To run this code, you need to have following libraries:
- OpenCV - We tested our code with version 3.3.0. If you are using other versions, please change the source code accordingly.
- PyTorch - We tested with v0.2.0_4. If you are using other versions, please change the source code accordingly.
- Python - We tested our code with Python 3.6.2 (Anaconda custom 64-bit). If you are using other Python versions, please feel free to make necessary changes to the code.
We recommend to use Anaconda. We have tested our code on Ubuntu 16.04.
If Y-Net is useful for your research, then please cite our paper.
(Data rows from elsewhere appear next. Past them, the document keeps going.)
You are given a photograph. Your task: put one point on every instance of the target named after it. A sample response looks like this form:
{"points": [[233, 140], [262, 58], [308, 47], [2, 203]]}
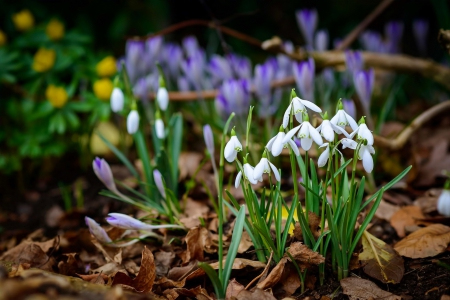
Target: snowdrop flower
{"points": [[264, 166], [444, 202], [159, 182], [103, 172], [129, 223], [276, 145], [327, 129], [299, 107], [232, 147], [248, 174], [133, 122], [343, 119], [306, 133], [159, 126], [117, 100], [363, 133], [97, 231]]}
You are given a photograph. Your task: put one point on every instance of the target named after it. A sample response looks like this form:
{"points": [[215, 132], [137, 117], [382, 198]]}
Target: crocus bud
{"points": [[97, 231], [103, 172], [307, 21], [133, 122], [129, 223], [159, 182], [159, 126], [304, 73], [117, 100], [444, 203], [209, 139], [163, 98]]}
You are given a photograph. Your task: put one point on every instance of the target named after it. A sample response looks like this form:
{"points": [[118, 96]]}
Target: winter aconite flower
{"points": [[306, 133], [103, 88], [133, 122], [44, 59], [106, 67], [264, 166], [276, 144], [444, 203], [299, 106], [23, 20], [55, 30], [56, 95], [117, 100], [232, 147], [248, 174]]}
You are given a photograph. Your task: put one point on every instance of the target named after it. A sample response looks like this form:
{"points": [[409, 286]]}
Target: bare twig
{"points": [[361, 26]]}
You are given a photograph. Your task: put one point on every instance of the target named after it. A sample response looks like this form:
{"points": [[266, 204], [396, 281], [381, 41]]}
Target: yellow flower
{"points": [[3, 38], [55, 30], [56, 95], [106, 67], [44, 59], [103, 88], [23, 20]]}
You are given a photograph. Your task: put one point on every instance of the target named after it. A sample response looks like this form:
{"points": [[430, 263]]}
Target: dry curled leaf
{"points": [[380, 261], [425, 242], [361, 289], [406, 216]]}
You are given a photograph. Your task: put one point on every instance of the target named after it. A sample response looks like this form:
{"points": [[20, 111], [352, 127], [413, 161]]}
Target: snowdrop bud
{"points": [[307, 21], [133, 122], [304, 73], [159, 127], [444, 203], [159, 182], [209, 139], [103, 172], [117, 100], [163, 98], [97, 231], [321, 40]]}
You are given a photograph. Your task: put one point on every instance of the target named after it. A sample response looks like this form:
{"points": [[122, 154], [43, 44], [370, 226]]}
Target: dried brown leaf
{"points": [[405, 216], [380, 261], [425, 242], [361, 289]]}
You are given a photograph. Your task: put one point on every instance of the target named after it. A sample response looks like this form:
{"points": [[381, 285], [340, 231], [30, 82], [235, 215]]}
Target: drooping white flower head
{"points": [[232, 147], [299, 106], [117, 100], [306, 133], [264, 166], [276, 145], [363, 133], [248, 174], [343, 119], [443, 205], [133, 122], [327, 129]]}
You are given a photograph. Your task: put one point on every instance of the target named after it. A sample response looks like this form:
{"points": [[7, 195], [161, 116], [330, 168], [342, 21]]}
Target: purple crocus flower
{"points": [[364, 83], [209, 139], [233, 96], [159, 182], [103, 172], [240, 65], [220, 69], [304, 73], [349, 107], [307, 21], [264, 74], [393, 32], [97, 231], [420, 31], [321, 40], [190, 45]]}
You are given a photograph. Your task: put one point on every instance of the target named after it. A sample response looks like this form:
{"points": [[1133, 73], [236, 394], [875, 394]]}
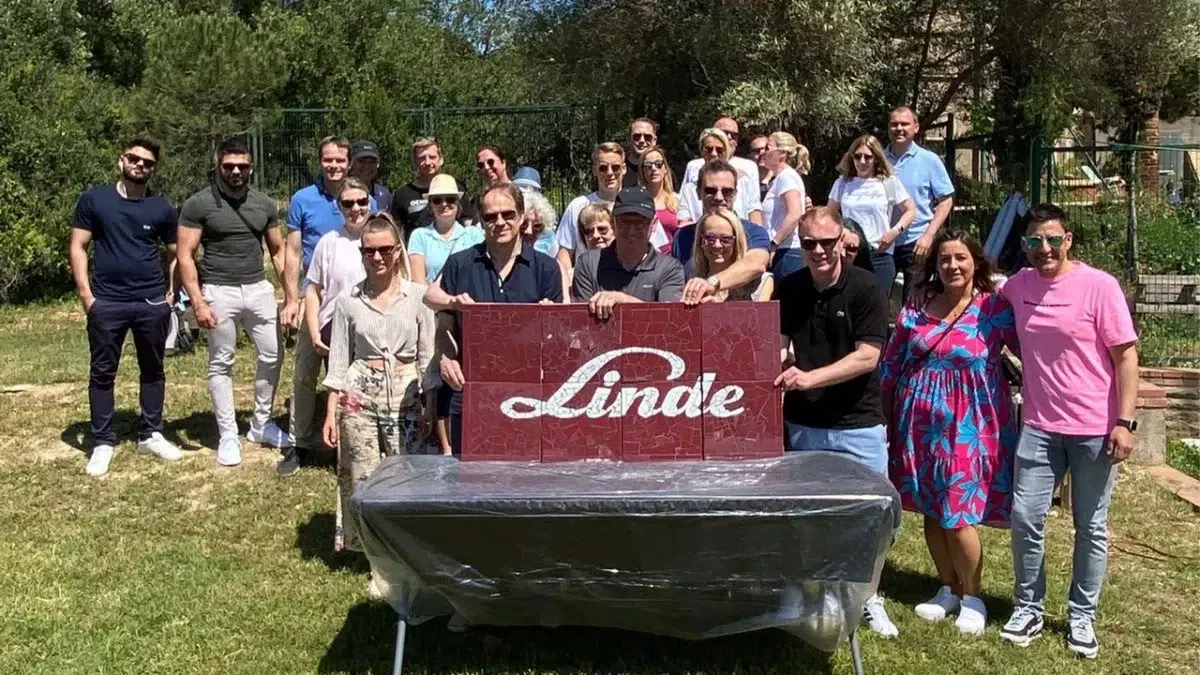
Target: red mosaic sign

@inproceedings{mehta2018ynet,
title={{Y-Net: Joint Segmentation and Classification for Diagnosis of Breast Biopsy Images}},
author={Sachin Mehta and Ezgi Mercan and Jamen Bartlett and Donald Weaver and Joann Elmore and Linda Shapiro},
booktitle={International Conference on Medical image computing and computer-assisted intervention},
year={2018},
organization={Springer}
}
@article{mehta2018espnet,
title={ESPNet: Efficient Spatial Pyramid of Dilated Convolutions for Semantic Segmentation},
author={Sachin Mehta, Mohammad Rastegari, Anat Caspi, Linda Shapiro, and Hannaneh Hajishirzi},
journal={European Conference in Computer Vision (ECCV)},
year={2018}
}
This code is released under the same license terms as ESPNet.